For any business entity, public or private, to operate in the finance domain, compliance with the international and national CTF (Counter-Terrorism Financing) and AML (Anti-Money Laundering) regulations is necessary. This is to make sure that financial frauds are kept under check.
But what are those regulations? Read along to find out.
This blog discusses everything financial entities need to know about the AML regulations, from what they are and who creates them to what regulations must be followed within India.
What are AML regulations, and what is their purpose?
AML regulations are a set of rules and regulations to be followed by entities such as banks and NBFCs. These regulations are meant to detect the disguise of illicit funds as genuine income and their use for tax evasion and other crimes such as funding terrorism.
Who Creates and Regulates the AML Regulations?
The FATF, or the Financial Action Task Force, is an intergovernmental organisation that the G7 created in 1989 initially to tackle money laundering. However, over the years, the FATF has expanded its horizon and now creates, promotes, and regulates policies for combating financial crimes across the globe.
FATF, as of 2021, had 39 members, including India, and regularly publishes and updates the CFT and AML regulations. In addition, all the member countries and organisations must abide by the regulations mentioned in the policy. Inability to comply might result in sanctions against the defaulting party.
What AML Regulations are Followed in India?
The RBI is one of the organisations that has issued regulatory guidelines on the KYC norms for combating financial terrorism and anti-money laundering. These guidelines aim to prevent the misuse of entities such as banks and other NBFCs for terror financing, money laundering, and other illicit activities.
Here are the CFT and AML regulations the banks and NBFCs need to keep in mind while framing KYC/AML policies:
1. Policy for Customer Acceptance
- All financial institutions must develop a clear customer acceptance policy that lays down the criteria for customer acceptance. This ensures that only genuine customers can sign up or open accounts with the financial institution.
- Create customer profiles based on the risk they pose. For instance, government employees usually have a well-laid-out salary structure, so they can be categorised as low-risk customers. And businesses that involve risk can be categorised under medium or high risk.
- The strictness of the customer acceptance policy must be kept in check. It should never be strict enough to deny services to socially or financially disadvantaged people.
2. CIP or Customer Identification Procedure
- Customer ID verification must be done using independent and reliable data or information.
- The finance entity must regularly update the customer identification data/information, including photographs.
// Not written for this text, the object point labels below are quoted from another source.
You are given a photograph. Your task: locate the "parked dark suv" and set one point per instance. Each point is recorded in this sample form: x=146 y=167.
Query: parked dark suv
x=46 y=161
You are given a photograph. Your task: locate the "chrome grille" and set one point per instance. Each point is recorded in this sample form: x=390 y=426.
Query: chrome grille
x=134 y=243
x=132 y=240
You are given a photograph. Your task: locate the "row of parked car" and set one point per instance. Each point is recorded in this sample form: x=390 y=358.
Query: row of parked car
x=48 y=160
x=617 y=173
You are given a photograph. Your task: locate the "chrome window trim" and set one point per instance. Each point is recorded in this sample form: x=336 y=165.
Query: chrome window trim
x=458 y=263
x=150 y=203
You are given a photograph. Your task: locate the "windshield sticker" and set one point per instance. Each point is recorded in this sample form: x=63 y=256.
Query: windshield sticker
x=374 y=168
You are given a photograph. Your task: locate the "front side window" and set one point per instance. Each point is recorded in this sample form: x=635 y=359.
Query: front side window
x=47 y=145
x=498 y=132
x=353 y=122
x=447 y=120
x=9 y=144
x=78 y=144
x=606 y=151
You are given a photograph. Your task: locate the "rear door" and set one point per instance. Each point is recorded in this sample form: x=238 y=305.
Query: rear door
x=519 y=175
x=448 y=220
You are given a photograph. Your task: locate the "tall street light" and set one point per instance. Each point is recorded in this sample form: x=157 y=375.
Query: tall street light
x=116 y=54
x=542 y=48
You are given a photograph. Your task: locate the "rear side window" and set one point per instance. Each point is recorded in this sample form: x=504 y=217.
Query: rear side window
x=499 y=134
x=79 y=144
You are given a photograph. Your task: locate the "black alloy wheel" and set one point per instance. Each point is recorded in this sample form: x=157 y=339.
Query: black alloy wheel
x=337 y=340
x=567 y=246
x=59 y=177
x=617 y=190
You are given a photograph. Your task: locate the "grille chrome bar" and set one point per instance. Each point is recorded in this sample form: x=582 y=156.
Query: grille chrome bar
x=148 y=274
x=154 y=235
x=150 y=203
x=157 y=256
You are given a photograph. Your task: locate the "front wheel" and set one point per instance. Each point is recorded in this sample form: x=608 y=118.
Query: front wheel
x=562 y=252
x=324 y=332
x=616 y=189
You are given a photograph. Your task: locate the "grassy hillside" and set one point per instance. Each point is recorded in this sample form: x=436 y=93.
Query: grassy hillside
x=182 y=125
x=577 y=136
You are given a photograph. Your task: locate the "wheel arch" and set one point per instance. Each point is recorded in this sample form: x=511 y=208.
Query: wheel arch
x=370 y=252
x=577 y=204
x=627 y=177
The periodicity should never be less than one time in 5 years (for low-risk profiles) and once in 2 years for medium and high-risk customers.
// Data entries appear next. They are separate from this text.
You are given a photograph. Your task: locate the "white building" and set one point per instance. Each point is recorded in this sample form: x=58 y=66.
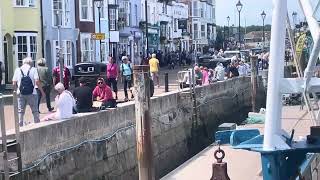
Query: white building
x=102 y=26
x=164 y=33
x=179 y=13
x=203 y=23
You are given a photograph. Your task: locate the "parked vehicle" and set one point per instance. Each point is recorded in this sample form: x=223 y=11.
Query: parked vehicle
x=211 y=62
x=91 y=71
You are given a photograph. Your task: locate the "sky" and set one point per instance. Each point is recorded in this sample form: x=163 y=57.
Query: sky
x=251 y=10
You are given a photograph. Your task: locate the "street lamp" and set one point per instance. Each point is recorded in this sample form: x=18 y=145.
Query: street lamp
x=228 y=19
x=263 y=15
x=239 y=7
x=99 y=4
x=60 y=54
x=146 y=14
x=294 y=22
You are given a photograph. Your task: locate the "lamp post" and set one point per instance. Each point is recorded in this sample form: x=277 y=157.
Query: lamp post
x=228 y=19
x=263 y=15
x=146 y=14
x=99 y=4
x=60 y=54
x=294 y=22
x=239 y=8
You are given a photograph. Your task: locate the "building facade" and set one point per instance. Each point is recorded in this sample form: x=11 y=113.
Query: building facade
x=180 y=40
x=130 y=33
x=21 y=33
x=102 y=26
x=85 y=23
x=202 y=24
x=113 y=28
x=163 y=25
x=59 y=21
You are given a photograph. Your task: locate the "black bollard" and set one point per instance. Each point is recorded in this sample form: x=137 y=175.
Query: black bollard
x=166 y=82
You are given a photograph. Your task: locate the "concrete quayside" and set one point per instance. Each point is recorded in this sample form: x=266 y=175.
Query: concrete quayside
x=102 y=145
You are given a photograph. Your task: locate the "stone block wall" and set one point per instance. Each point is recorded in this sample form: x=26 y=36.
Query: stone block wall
x=101 y=146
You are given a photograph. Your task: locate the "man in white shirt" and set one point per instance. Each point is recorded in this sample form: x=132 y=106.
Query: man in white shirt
x=243 y=69
x=64 y=102
x=29 y=94
x=219 y=72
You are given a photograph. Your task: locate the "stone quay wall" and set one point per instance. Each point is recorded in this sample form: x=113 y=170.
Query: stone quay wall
x=102 y=145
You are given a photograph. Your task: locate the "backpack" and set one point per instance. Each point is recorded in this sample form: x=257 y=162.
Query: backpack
x=26 y=84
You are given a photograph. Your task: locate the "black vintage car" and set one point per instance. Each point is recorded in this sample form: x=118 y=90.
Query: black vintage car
x=211 y=62
x=91 y=71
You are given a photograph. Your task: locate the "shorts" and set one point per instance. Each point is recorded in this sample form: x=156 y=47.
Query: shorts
x=154 y=74
x=112 y=82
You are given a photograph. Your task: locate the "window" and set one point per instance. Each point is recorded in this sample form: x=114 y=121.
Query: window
x=202 y=9
x=125 y=13
x=25 y=3
x=61 y=13
x=195 y=31
x=195 y=8
x=163 y=30
x=112 y=19
x=86 y=10
x=136 y=15
x=103 y=51
x=102 y=9
x=87 y=48
x=164 y=8
x=203 y=31
x=26 y=46
x=175 y=25
x=213 y=13
x=66 y=52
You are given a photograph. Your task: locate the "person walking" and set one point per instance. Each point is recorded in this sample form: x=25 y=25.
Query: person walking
x=83 y=96
x=45 y=79
x=24 y=81
x=154 y=68
x=66 y=76
x=112 y=75
x=103 y=93
x=126 y=72
x=219 y=72
x=64 y=104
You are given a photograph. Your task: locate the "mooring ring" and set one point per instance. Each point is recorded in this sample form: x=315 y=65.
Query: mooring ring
x=219 y=151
- The customer identification procedure can be carried out at different stages of the customer’s journey, such as a transaction, or in case the organisation is doubtful about the customer’s identity.
3. Monitoring of Transactions
- The organisation must monitor all the complex, large and unusual transactions that lack a lawful purpose, and this is to keep the frauds in check.
- The high-risk accounts must be under strict scrutiny. In addition, the entities must note where the money is coming from and other details, including the country of origin.
- There must be a periodic review of risk categories, and any extra measures, if required, must be taken. The review must happen once every six months.
4. Risk Management
- The board of directors of the bank or financial entity must ensure that there is an effective KYC procedure in place that ensures effective implementation of the required procedures.
- The procedure must contain everything from the segregation of duties and management oversight to training the employees.
- The internal auditors must check and verify the set KYC procedures and point out the gaps or shortcomings observed.
5. Additional Guidelines
- The finance entities must take a risk-based approach to tackle AML/CFT threats.
- Integrating KYC, including other due diligence measures, is also required.
- Always screen for international sanctions, adverse media, and even PEPs or
- politically exposed persons.
- File CTRs or cash transaction reports, and STRs, or suspicious transaction reports.
- Maintain all the records and documentation and train employees.
- An AML regulations compliance official must be appointed to ensure perfect compliance.
CFT and AML regulations effectively prevent money laundering and terror financing and safeguard the global economy. Therefore, all the banks and even NBFCs must comply with all those regulations and guidelines to align with the national interest.
Who regulates AML in India?
Authorities such as the Ministry of Finance, the Directorate of Enforcement in the Department of Revenue, and the RBI regulate the AML in India.
What are the AML regulations for?
The AML regulations are meant to detect, report and mitigate issues such as money laundering and terror financing.
Who sets money laundering standards?
The FATF, or the Financial Action Task Force, is responsible for creating, promoting, and regulating money laundering globally. This organisation includes around 39 members who must comply with these mutually decided anti-money laundering guidelines.
Is AML mandatory?
For all the companies operating in the finance domain wherein there is a risk of financial crime, compliance with anti-money laundering regulations is mandatory.